Recent regulatory movement signals state and federal officials are more actively monitoring these arrangements. Notably, the Consumer Financial Protection Bureau last year determined that ISAs count as private loans, a legal interpretation the U.S. Department of Education endorsed. At the same time the CFPB issued its consent decree establishing ISAs as loans, it targeted a Virginia-based nonprofit, Better Future Forward. It ordered the provider to stop saying its agreements weren’t loans.
Also last year California regulators said they would treat ISAs as student loans.
Classifying ISAs as loans would make them subject to consumer protection laws, but their supporters say this deals a blow to an emerging financing model that could alleviate graduates’ debt burden.
However, some federal lawmakers — including sponsors of the new bill Democratic Sen. Mark Warner of Virginia and Republican Sen. Marco Rubio of Florida — say ISAs need more guardrails. They also said their draft legislation would create a framework that would help ISAs develop.
Their bill would prevent ISA contracts from exceeding 240 monthly payments, the equivalent of 20 years. And the deals would have to expire after 360 months, or 30 years, regardless of how much a graduate still had left to pay.
Under the bill's terms, ISA providers would have to offer low-income students at least three months of payment relief pauses for every 30 payments made.
And students would not have to make payments if doing so would cause them to fall 200% below the federal poverty line.
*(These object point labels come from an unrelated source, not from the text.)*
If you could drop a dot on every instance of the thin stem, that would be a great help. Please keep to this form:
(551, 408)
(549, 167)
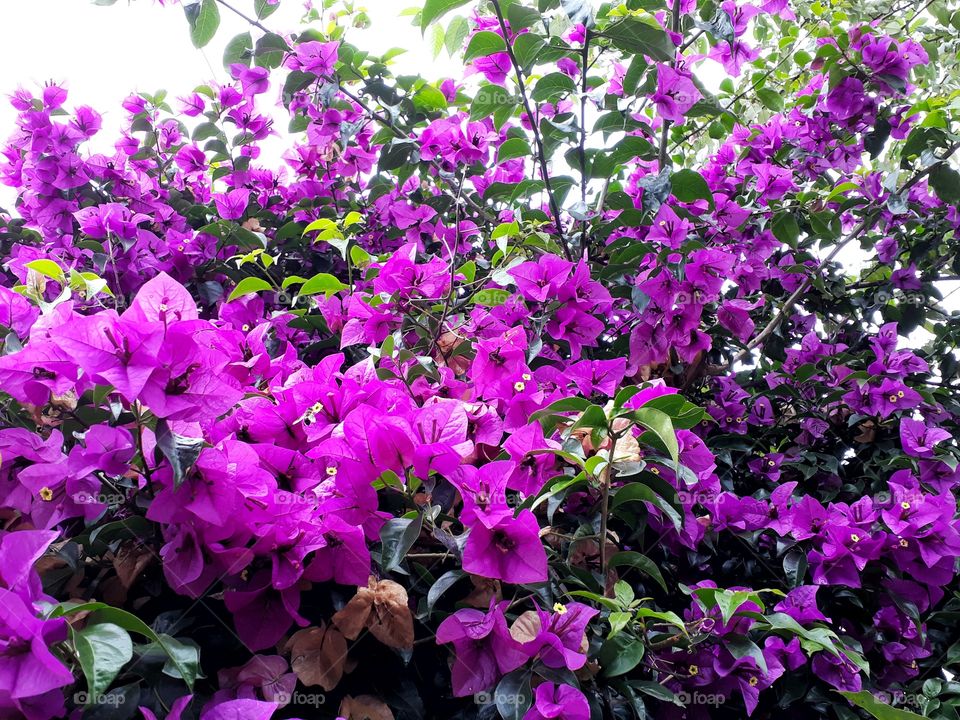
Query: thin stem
(582, 150)
(252, 21)
(863, 226)
(606, 480)
(665, 131)
(535, 124)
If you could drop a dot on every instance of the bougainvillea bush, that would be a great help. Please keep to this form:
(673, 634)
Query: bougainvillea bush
(613, 379)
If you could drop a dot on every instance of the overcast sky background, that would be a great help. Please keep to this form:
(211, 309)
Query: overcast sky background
(105, 53)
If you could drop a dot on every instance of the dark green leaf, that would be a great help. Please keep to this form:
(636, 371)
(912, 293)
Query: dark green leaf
(238, 50)
(867, 701)
(204, 24)
(513, 148)
(398, 536)
(553, 86)
(103, 649)
(689, 186)
(641, 563)
(945, 182)
(181, 452)
(482, 44)
(513, 695)
(635, 37)
(248, 286)
(620, 654)
(435, 9)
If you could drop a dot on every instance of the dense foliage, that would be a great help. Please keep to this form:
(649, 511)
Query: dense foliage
(537, 393)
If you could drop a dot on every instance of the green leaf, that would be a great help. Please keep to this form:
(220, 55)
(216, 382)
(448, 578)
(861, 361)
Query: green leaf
(638, 492)
(443, 583)
(527, 47)
(689, 186)
(785, 228)
(641, 563)
(553, 86)
(571, 404)
(620, 654)
(435, 9)
(248, 286)
(185, 658)
(945, 181)
(482, 44)
(180, 451)
(238, 50)
(730, 601)
(103, 649)
(264, 9)
(322, 282)
(429, 99)
(489, 100)
(513, 695)
(660, 426)
(513, 148)
(492, 297)
(631, 78)
(618, 621)
(880, 710)
(636, 37)
(771, 99)
(204, 25)
(521, 17)
(398, 536)
(270, 51)
(48, 268)
(456, 33)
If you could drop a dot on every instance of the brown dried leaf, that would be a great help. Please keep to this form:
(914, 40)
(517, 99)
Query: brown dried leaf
(483, 590)
(353, 617)
(317, 656)
(526, 627)
(391, 621)
(868, 432)
(382, 607)
(365, 707)
(130, 561)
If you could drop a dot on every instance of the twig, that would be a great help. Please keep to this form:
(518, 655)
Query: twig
(255, 23)
(534, 123)
(665, 130)
(863, 226)
(582, 149)
(606, 480)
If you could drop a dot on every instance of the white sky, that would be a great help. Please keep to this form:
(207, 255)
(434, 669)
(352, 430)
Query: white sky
(105, 53)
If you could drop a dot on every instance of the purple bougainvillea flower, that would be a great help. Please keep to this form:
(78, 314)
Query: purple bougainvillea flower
(176, 709)
(483, 648)
(675, 94)
(918, 439)
(314, 57)
(27, 667)
(510, 551)
(558, 702)
(239, 710)
(233, 204)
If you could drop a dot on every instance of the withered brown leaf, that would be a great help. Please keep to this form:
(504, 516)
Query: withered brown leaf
(318, 655)
(382, 607)
(365, 707)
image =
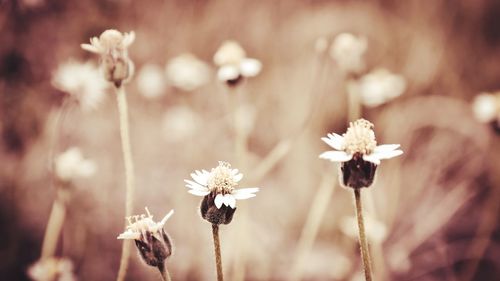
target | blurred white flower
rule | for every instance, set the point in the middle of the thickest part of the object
(486, 107)
(180, 123)
(151, 81)
(376, 231)
(358, 141)
(82, 81)
(378, 87)
(112, 46)
(220, 182)
(233, 63)
(138, 226)
(52, 269)
(71, 164)
(187, 72)
(347, 50)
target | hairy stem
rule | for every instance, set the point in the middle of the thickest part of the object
(129, 174)
(363, 244)
(54, 226)
(218, 259)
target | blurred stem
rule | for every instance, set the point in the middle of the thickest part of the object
(313, 222)
(54, 226)
(164, 272)
(129, 174)
(363, 244)
(218, 259)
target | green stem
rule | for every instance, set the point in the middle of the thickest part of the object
(129, 174)
(218, 259)
(363, 244)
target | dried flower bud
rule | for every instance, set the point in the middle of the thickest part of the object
(152, 241)
(214, 215)
(358, 153)
(112, 45)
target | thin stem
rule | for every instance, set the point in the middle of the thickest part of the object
(53, 230)
(165, 275)
(129, 174)
(218, 259)
(363, 244)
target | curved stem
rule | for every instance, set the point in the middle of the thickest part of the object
(129, 174)
(53, 230)
(165, 275)
(218, 259)
(363, 244)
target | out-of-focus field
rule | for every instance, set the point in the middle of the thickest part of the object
(435, 208)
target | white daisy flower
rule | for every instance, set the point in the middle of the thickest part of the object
(486, 107)
(358, 141)
(71, 165)
(139, 225)
(52, 269)
(112, 46)
(220, 181)
(378, 87)
(187, 72)
(234, 64)
(82, 81)
(347, 50)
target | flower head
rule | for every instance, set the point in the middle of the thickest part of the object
(378, 87)
(151, 240)
(187, 72)
(219, 190)
(113, 46)
(347, 50)
(234, 64)
(71, 165)
(52, 269)
(82, 81)
(486, 107)
(358, 153)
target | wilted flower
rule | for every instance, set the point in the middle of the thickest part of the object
(187, 72)
(71, 164)
(358, 153)
(486, 107)
(233, 63)
(348, 50)
(378, 87)
(82, 81)
(151, 81)
(113, 45)
(52, 269)
(180, 123)
(151, 240)
(218, 189)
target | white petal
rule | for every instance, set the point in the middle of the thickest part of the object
(336, 156)
(250, 67)
(201, 177)
(387, 154)
(219, 199)
(229, 200)
(371, 158)
(227, 73)
(386, 147)
(245, 193)
(334, 140)
(195, 186)
(198, 192)
(90, 48)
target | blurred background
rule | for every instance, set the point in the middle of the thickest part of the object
(433, 212)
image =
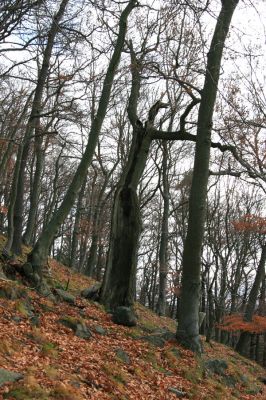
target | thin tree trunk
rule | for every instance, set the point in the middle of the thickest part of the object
(39, 254)
(188, 321)
(163, 269)
(253, 296)
(33, 123)
(74, 242)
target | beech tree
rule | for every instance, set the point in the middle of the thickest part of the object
(188, 321)
(38, 256)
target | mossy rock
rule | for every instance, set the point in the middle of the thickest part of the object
(7, 376)
(12, 292)
(79, 328)
(65, 296)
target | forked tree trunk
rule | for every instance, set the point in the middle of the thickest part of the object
(39, 254)
(188, 321)
(119, 279)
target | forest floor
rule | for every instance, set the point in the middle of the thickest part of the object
(42, 355)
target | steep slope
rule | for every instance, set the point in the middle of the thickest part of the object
(70, 349)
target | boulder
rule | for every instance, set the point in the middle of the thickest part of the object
(122, 355)
(65, 296)
(124, 316)
(216, 366)
(82, 331)
(155, 340)
(92, 292)
(9, 376)
(12, 292)
(100, 330)
(78, 327)
(177, 392)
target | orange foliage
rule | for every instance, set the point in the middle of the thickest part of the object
(250, 223)
(235, 322)
(3, 210)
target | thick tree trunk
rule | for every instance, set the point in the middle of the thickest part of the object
(188, 323)
(39, 253)
(119, 278)
(253, 296)
(35, 190)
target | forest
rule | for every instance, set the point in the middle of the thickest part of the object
(133, 151)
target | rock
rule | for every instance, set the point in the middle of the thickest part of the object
(78, 327)
(165, 334)
(254, 391)
(124, 316)
(155, 340)
(82, 331)
(100, 330)
(25, 308)
(68, 322)
(35, 320)
(216, 366)
(9, 376)
(230, 380)
(16, 319)
(65, 296)
(122, 355)
(175, 352)
(262, 379)
(92, 292)
(177, 392)
(202, 316)
(12, 293)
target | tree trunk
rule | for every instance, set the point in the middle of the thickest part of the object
(74, 242)
(163, 269)
(39, 253)
(253, 296)
(33, 123)
(188, 322)
(119, 278)
(35, 190)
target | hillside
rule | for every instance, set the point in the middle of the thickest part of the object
(72, 350)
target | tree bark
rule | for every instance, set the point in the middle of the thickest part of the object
(188, 322)
(253, 296)
(33, 123)
(163, 269)
(39, 253)
(119, 278)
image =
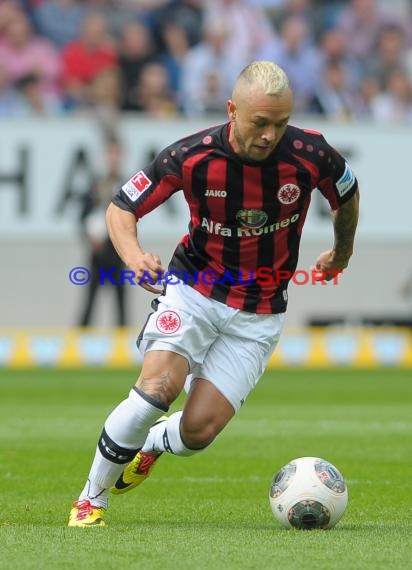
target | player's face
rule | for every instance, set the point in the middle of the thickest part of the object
(258, 122)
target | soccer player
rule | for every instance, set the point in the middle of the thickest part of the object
(248, 184)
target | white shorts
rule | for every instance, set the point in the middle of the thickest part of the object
(226, 346)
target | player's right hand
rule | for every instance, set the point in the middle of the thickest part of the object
(149, 272)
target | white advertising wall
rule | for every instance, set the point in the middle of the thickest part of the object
(46, 165)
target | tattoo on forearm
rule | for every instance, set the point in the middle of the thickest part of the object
(345, 223)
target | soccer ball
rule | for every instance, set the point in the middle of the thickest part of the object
(308, 493)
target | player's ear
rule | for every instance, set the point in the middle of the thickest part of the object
(231, 109)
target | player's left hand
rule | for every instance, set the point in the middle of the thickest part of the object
(328, 266)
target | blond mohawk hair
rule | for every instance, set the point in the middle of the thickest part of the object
(267, 75)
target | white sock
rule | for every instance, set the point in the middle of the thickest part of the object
(125, 431)
(165, 436)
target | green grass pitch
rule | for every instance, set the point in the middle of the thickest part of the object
(209, 511)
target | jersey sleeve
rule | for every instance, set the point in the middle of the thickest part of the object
(337, 182)
(152, 185)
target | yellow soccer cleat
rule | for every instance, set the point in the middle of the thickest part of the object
(84, 514)
(135, 473)
(138, 469)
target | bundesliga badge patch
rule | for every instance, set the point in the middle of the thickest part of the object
(136, 185)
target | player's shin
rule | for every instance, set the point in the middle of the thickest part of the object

The bill also would explicitly apply consumer protection laws, such as the Fair Credit Reporting Act, to ISAs.
“Everything is more expensive these days, especially the cost of a college degree. This common sense bill creates a debt-free financing option for students,” Rubio said in a statement.
Several workforce development groups, like Jobs for the Future, have backed the legislation.
Some advocacy organizations — and students and families — have sharpened their criticisms around ISAs. The Indianapolis Star in May detailed how students at Purdue University, a public institution in Indiana, felt swindled by its Back a Boiler ISA and said they didn’t fully understand the agreements when they signed them.
The Back a Boiler program, which to date has spawned more than 1,600 ISA contracts, was an early example of a major public institution pursuing ISAs. It was championed by retiring Purdue President Mitch Daniels, who also supports the new federal legislation.
The Student Borrower Protection Center last year alleged to U.S. Secretary of Education Miguel Cardona that the Purdue ISA was illegal.
Purdue denied wrongdoing. The university later suspended Back a Boiler but linked the move to a change in the vendor used to service ISAs.